Shehla is the first Kashmiri to serve as vice president of JNU Students Union and the first Kashmiri woman to be elected in the central panel elections at the Jawaharlal Nehru University. She was a candidate of the Left-backed All India Students Union (AISA), the engineer-turned-activist who polled 1,387 votes in JNU students elections and trumped BJP youth wing ABVP's Valentina Brahma by 234 votes.
Shehla says she found “too little space in Kashmir for mainstream political activities.”
Rape cases and PIL
Ifrah Butt was barely out of her teens when she started interviewing alleged victims of rape. In 2013, she played an important role in filing a court petition seeking the reopening of the Kunan Poshpora rape case. The petition was admitted as a PIL.
Recently, she collaborated with four other women to come out with a book on a topic which the state refuses to acknowledge.
Do You Remember Kunan Poshpora? is a book which chronicles the lives and the daily struggle of alleged rape victims in the twin villages of Kanun and Poshpora in Kupwara district of Jammu and Kashmir. It was launched at the Jaipur Literature Festival in January. The book tries to reveal the agonies of women from neglected villages and was published by Zuban Books.
The book is written by five women as a chronicle of the tales of rape survivors. This is the only account in which survivors have talked extensively about what happened on that dreadful night of 23 February 1991 when Indian Army soldiers allegedly cordoned off the two villages in Kupwara district and raped 20 to 40 women.
“We were the first group who went to the village. The PIL in the court assured them there were people who cared about them,” Ifrah told Firstpost.
After finishing her Masters in International Relations, Ifrah is planning to write another book on domestic violence and child abuse in Kashmir.
Raising flowers in the Valley
Nusrat Jahan Ara, a resident of Dadoora village in Pulwama district of South Kashmir, is a graduate in computer
science. She worked for Jammu Development Authority briefly but left the job soon. She started a flower growing farm in 2000 with no financial support from anyone, and named it Petals and Ferns.

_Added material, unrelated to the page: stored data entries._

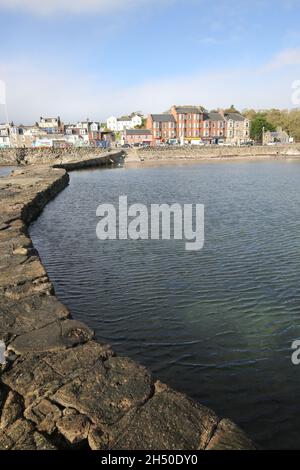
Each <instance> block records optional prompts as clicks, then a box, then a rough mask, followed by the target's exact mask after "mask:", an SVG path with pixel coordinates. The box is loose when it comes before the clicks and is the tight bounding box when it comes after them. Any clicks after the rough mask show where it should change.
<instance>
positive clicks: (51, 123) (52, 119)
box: [37, 117, 63, 134]
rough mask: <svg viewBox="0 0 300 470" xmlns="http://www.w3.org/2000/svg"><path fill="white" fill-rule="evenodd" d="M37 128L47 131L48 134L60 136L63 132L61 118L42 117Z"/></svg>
mask: <svg viewBox="0 0 300 470" xmlns="http://www.w3.org/2000/svg"><path fill="white" fill-rule="evenodd" d="M37 126H38V127H39V128H40V129H42V130H44V131H46V132H47V134H59V133H60V132H62V130H63V126H62V123H61V120H60V117H57V118H44V117H40V120H39V122H38V123H37Z"/></svg>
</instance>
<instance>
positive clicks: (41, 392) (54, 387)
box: [2, 354, 64, 408]
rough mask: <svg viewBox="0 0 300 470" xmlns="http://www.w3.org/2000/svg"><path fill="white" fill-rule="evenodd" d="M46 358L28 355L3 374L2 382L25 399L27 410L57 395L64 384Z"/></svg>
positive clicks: (25, 402) (37, 356) (19, 358)
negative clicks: (54, 394) (41, 402)
mask: <svg viewBox="0 0 300 470" xmlns="http://www.w3.org/2000/svg"><path fill="white" fill-rule="evenodd" d="M44 358H45V354H40V355H38V354H28V355H26V356H24V357H21V358H19V359H17V361H16V362H15V363H14V366H13V367H12V368H11V369H9V370H8V371H6V372H4V373H3V374H2V381H3V382H4V383H5V384H6V385H8V386H9V387H10V388H11V389H12V390H15V391H16V392H17V393H19V395H21V396H22V397H23V398H24V401H25V407H26V408H28V406H30V405H31V404H33V403H34V402H36V401H38V400H39V399H41V398H47V397H48V396H49V395H51V394H53V393H55V392H56V391H57V390H58V389H59V388H60V387H61V386H62V385H63V384H64V379H63V377H62V376H61V375H60V374H58V373H57V372H55V371H54V370H53V369H52V367H50V366H49V365H48V364H47V363H46V362H45V361H44Z"/></svg>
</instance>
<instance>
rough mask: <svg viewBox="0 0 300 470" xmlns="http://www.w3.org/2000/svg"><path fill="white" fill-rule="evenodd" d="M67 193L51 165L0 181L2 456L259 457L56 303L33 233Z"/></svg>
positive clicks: (0, 338) (0, 447) (226, 426)
mask: <svg viewBox="0 0 300 470" xmlns="http://www.w3.org/2000/svg"><path fill="white" fill-rule="evenodd" d="M78 163H79V162H78ZM68 183H69V176H68V173H67V172H66V171H65V170H64V169H54V168H53V167H49V166H45V165H43V166H39V167H37V166H27V167H24V168H22V169H20V170H19V169H18V170H16V171H14V173H13V174H12V175H11V176H8V177H3V178H1V180H0V191H1V194H2V196H3V201H2V200H1V209H2V211H1V212H0V213H1V219H0V249H1V252H2V257H3V260H4V261H3V262H2V264H3V266H2V273H1V276H0V306H1V308H0V340H1V341H4V342H5V343H6V346H7V348H8V354H7V364H6V366H5V367H4V369H3V370H2V372H1V373H0V416H1V418H0V421H1V429H0V449H5V450H8V449H11V450H17V449H19V450H23V449H31V450H45V449H48V450H50V449H52V450H54V449H78V448H81V447H80V446H83V447H84V448H85V447H87V448H89V449H91V450H107V449H111V450H126V449H132V450H137V449H141V450H161V449H166V450H171V449H174V450H183V449H187V448H188V449H190V450H216V449H230V450H242V449H249V450H254V449H255V446H254V444H253V443H252V442H251V440H250V439H249V438H248V437H247V436H246V434H245V433H244V432H243V431H241V430H240V429H239V428H238V427H237V426H236V425H235V424H234V423H233V422H232V421H230V420H228V419H224V418H219V417H218V416H217V415H216V414H215V413H214V412H213V411H212V410H210V409H208V408H206V407H205V406H202V405H200V404H197V403H195V402H194V401H192V400H190V399H189V398H188V397H187V396H186V395H184V394H181V393H178V392H176V391H174V390H173V389H171V388H169V387H168V386H167V385H164V384H162V383H161V382H160V381H158V380H155V379H154V378H153V377H152V374H151V372H150V371H149V370H148V369H146V368H145V367H143V366H141V365H139V364H138V363H136V362H134V361H132V360H130V359H128V358H123V357H118V356H116V355H115V354H114V352H113V351H112V349H111V347H110V345H109V344H105V343H101V342H98V341H96V340H95V338H94V333H93V331H92V330H91V329H90V328H89V327H88V326H86V325H85V324H83V323H81V322H79V321H77V320H73V319H72V317H71V314H70V312H69V311H68V309H67V308H66V307H65V306H64V305H63V304H62V303H61V302H60V301H59V300H58V299H57V298H56V297H55V294H54V289H53V285H52V284H51V282H50V280H49V278H48V275H47V272H46V270H45V268H44V266H43V264H42V262H41V260H40V257H39V255H38V253H37V251H36V250H35V248H34V246H33V244H32V241H31V239H30V238H29V235H28V227H29V225H30V223H31V222H32V221H33V220H35V219H36V218H37V217H38V216H39V214H40V213H41V212H42V210H43V208H44V207H45V205H46V204H47V203H48V202H49V201H51V200H52V199H53V198H55V197H56V196H57V195H58V194H59V192H60V191H62V190H63V189H64V188H65V187H66V186H67V185H68ZM124 429H126V432H125V433H124Z"/></svg>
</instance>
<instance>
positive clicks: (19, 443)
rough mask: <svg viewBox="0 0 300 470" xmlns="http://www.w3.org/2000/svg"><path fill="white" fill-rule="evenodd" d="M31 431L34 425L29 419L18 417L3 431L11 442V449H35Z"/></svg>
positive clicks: (34, 446)
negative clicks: (28, 420) (27, 419)
mask: <svg viewBox="0 0 300 470" xmlns="http://www.w3.org/2000/svg"><path fill="white" fill-rule="evenodd" d="M33 431H34V427H33V425H32V424H31V423H30V422H29V421H27V420H25V419H19V420H18V421H16V422H15V423H14V424H13V425H12V426H10V427H9V428H7V429H6V430H5V431H4V433H5V435H6V438H8V439H9V440H10V441H11V442H12V443H13V444H12V447H11V449H12V450H36V445H35V442H34V437H33ZM0 440H1V438H0Z"/></svg>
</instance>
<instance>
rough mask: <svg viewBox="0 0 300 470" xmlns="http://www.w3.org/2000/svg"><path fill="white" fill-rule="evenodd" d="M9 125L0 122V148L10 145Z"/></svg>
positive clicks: (9, 146) (7, 147) (6, 146)
mask: <svg viewBox="0 0 300 470" xmlns="http://www.w3.org/2000/svg"><path fill="white" fill-rule="evenodd" d="M9 127H10V126H9V124H0V148H9V147H10V146H11V144H10V134H9Z"/></svg>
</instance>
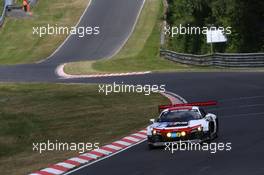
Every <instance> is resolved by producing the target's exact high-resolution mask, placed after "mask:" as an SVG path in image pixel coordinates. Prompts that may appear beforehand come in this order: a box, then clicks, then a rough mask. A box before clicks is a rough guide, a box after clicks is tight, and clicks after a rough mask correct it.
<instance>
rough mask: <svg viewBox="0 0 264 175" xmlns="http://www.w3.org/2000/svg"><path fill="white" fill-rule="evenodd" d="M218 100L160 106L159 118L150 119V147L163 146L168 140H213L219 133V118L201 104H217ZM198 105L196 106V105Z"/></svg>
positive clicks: (213, 104) (172, 141) (205, 140)
mask: <svg viewBox="0 0 264 175" xmlns="http://www.w3.org/2000/svg"><path fill="white" fill-rule="evenodd" d="M215 104H216V102H206V103H205V102H202V103H201V102H200V103H192V104H178V105H167V106H160V107H159V109H160V110H162V111H161V113H160V115H159V117H158V119H156V120H155V119H150V121H151V122H152V124H151V125H150V126H148V127H147V136H148V145H149V148H150V149H152V148H153V147H157V146H163V145H165V144H166V143H168V142H176V143H177V142H179V141H182V142H196V143H197V142H198V143H201V142H204V141H211V140H213V139H214V138H216V137H217V134H218V119H217V116H216V115H215V114H211V113H206V112H205V111H204V109H203V108H201V107H199V106H209V105H215ZM195 105H196V106H195Z"/></svg>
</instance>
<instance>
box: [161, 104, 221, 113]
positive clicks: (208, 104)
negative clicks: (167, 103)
mask: <svg viewBox="0 0 264 175" xmlns="http://www.w3.org/2000/svg"><path fill="white" fill-rule="evenodd" d="M215 105H217V101H206V102H193V103H182V104H170V105H160V106H159V113H160V112H161V111H163V110H165V109H168V108H172V107H184V106H186V107H187V106H215Z"/></svg>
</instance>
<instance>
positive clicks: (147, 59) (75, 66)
mask: <svg viewBox="0 0 264 175" xmlns="http://www.w3.org/2000/svg"><path fill="white" fill-rule="evenodd" d="M150 14H151V15H150ZM162 14H163V5H162V0H146V4H145V6H144V8H143V10H142V13H141V15H140V18H139V20H138V23H137V25H136V28H135V30H134V32H133V34H132V36H131V37H130V39H129V40H128V42H127V43H126V44H125V46H124V47H123V48H122V50H121V51H120V52H119V53H118V54H117V55H116V56H114V57H113V58H111V59H106V60H100V61H97V62H91V61H85V62H75V63H70V64H67V65H66V66H65V72H67V73H70V74H89V73H97V72H129V71H148V70H152V71H174V70H179V69H182V70H186V69H189V68H193V67H192V66H187V65H182V64H176V63H173V62H171V61H168V60H165V59H163V58H160V56H159V48H160V44H159V43H160V28H161V26H160V25H161V18H162Z"/></svg>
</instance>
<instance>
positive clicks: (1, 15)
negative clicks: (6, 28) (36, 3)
mask: <svg viewBox="0 0 264 175" xmlns="http://www.w3.org/2000/svg"><path fill="white" fill-rule="evenodd" d="M37 2H38V0H29V4H30V6H31V7H33V6H35V5H36V3H37ZM21 8H22V5H14V3H13V0H5V1H4V9H3V12H2V15H1V16H0V27H2V25H3V24H4V20H5V16H6V12H7V10H12V9H21ZM0 13H1V12H0Z"/></svg>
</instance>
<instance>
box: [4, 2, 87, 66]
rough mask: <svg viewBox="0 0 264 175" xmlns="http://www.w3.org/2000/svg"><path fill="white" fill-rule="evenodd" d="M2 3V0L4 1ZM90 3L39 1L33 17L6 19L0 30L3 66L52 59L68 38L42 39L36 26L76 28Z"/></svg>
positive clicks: (51, 36)
mask: <svg viewBox="0 0 264 175" xmlns="http://www.w3.org/2000/svg"><path fill="white" fill-rule="evenodd" d="M1 1H2V0H1ZM88 2H89V0H52V1H39V2H38V4H37V6H36V7H34V8H33V17H28V18H25V19H13V18H6V21H5V24H4V26H3V27H2V28H1V29H0V43H1V44H0V64H21V63H32V62H35V61H38V60H41V59H43V58H46V57H48V56H49V55H50V54H51V53H52V52H53V51H54V50H55V49H56V48H57V47H58V46H59V45H60V44H61V43H62V42H63V41H64V40H65V38H66V35H54V36H48V35H46V36H43V37H41V38H40V37H39V36H37V35H33V34H32V32H33V29H32V28H33V27H39V26H46V25H47V24H50V25H54V26H55V25H56V24H57V25H58V26H60V25H62V26H74V25H75V24H76V23H77V21H78V20H79V18H80V16H81V14H82V13H83V10H84V9H85V7H86V6H87V4H88Z"/></svg>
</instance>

“In Kashmir, unlike having a parlour or a boutique, if a woman wants to start a business in an area like floriculture or agriculture, she is looked down upon and no one is ready to help you, not even the government,” she says.
After conducting market research, she found there were hardly bouquets of fresh or natural flowers available in the market. Travelling to government departments, business houses and other places, she was surprised to find artificial flowers used as decorations.
“When I started out, there was no commercial floriculture business in the Valley. The government had parks and gardens which they used to maintain. I asked them for help to boost the commercial floriculture business but they refused,” she says.
Nusrat today has turned Petals and Ferns into a successful business with an annual turnover of Rs 2 crore. She owns three flower farms and a retail outlet, and employs around 20 people. Interestingly, she is the first woman president of the 2000-strong J&K Flower Association. Her story is not just a story of success and growth; it is also one of hope for a better future.